Exclusive: Inside the
mind of an e-commerce logistics partner
Retail2 min read

Indian e-commerce is booming. The sector has grown by 34% (CAGR) since 2009. It is expected to touch $22 billion by end-2015.

E-commerce is believed to be a major driver to the logistics sector. BI India caught up with Chander Agarwal, Joint Managing Director, TCI and got chatting about logistics and Indian e-commerce. The company currently has tie-ups with Flipkart, Snapdeal, HS18 and Shopclues.

1. What are some of the new initiatives you’re planning with e-commerce companies?
Same-day delivery is the next big thing. However, it is only currently possible if the item is available at the e-commerce company’s warehouse.

In case it’s with the shipper, we source it from some other location. This will revolutionize B2C logistics.

2. Isn’t same-day delivery a necessary evil for you?
It’s impossible for us to stockpile the whole plethora of goods in our warehouses and deliver. Logistics companies can only pick up from the vendor and deliver in the lowest possible time.

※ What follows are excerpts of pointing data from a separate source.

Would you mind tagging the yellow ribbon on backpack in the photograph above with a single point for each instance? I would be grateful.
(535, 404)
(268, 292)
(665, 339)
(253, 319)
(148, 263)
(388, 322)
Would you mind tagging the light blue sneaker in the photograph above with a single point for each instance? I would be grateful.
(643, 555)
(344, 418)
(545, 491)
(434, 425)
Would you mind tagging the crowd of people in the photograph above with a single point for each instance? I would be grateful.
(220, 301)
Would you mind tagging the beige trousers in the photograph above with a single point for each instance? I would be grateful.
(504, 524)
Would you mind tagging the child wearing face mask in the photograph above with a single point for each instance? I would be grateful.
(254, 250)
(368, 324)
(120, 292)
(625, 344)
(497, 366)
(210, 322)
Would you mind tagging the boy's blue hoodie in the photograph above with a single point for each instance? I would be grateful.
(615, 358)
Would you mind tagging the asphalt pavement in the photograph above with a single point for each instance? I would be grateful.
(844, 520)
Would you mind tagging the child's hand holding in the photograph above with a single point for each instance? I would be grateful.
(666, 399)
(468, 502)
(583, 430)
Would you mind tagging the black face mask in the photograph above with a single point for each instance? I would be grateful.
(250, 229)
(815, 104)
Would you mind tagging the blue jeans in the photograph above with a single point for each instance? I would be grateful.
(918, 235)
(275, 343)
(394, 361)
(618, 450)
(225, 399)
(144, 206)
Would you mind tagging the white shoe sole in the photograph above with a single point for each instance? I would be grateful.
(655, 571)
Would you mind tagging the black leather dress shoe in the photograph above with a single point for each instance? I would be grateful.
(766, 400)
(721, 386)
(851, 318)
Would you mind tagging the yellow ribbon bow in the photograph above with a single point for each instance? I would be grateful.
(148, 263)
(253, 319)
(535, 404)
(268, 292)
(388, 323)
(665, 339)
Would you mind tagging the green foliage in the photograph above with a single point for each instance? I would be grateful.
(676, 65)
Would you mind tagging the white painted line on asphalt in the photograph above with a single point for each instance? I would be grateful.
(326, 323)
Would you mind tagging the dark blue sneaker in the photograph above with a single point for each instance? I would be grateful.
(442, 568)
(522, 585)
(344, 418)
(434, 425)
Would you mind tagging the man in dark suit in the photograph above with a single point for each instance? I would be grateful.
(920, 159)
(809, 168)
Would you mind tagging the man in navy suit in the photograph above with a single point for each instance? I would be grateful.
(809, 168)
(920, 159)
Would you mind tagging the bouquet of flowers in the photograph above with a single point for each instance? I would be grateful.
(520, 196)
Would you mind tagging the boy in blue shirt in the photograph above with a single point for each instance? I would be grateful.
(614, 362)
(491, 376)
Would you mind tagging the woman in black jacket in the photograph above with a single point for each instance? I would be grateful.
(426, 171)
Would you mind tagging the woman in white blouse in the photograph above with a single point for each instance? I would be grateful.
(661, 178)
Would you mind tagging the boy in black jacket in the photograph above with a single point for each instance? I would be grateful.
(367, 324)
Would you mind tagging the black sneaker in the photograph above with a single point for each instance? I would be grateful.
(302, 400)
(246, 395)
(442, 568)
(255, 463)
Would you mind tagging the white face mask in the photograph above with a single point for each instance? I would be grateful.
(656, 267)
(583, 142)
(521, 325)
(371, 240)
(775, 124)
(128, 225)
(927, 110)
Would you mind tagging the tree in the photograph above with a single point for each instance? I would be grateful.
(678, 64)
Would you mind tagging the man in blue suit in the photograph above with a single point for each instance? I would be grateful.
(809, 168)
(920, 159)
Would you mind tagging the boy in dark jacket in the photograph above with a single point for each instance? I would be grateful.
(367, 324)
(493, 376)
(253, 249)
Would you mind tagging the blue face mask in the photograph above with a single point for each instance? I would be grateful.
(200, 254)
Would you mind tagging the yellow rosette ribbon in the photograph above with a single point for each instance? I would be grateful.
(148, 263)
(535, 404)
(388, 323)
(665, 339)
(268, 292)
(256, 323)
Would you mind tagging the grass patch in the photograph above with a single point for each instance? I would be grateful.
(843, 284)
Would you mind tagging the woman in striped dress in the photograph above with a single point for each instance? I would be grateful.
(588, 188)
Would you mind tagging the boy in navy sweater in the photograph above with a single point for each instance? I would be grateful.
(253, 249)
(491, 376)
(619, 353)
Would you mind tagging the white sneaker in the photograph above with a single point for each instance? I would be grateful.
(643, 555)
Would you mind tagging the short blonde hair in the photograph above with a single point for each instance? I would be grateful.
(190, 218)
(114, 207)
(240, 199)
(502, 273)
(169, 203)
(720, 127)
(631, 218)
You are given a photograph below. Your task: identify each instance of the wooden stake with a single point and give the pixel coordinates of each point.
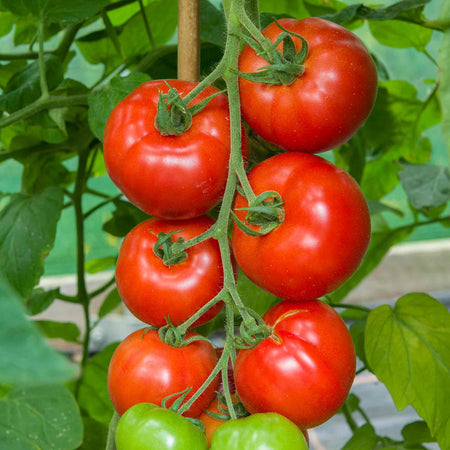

3. So it’s playing out really well for you. You have a bigger piece of the pie.
Agreed. However, hyper-local delivery comes into play for select categories. The time is yet to come when people order a TV, and it’s delivered the same day. That demand for that hasn’t risen so much in India yet.

4. What are the specific categories that are ordered with a same day delivery demand?
Mostly small components like computer accessories, clothing, and groceries. It’s typically small and light.

5. With billions being poured into e-commerce giants, are you worried about increased competition?
We don’t compete with the money, but with the service levels we provide. Flipkart’s core lies in online trading, not logistics. They did purchase a logistics firm, suffered heavy losses and sold it off.

Several e-commerce companies are buying logistics companies to understand the business. That not because they want to run a fully fledged integrated logistics service. The way the market is emerging, even if they buy, they can’t be pioneers. The back-end would remain with people who are very competitive.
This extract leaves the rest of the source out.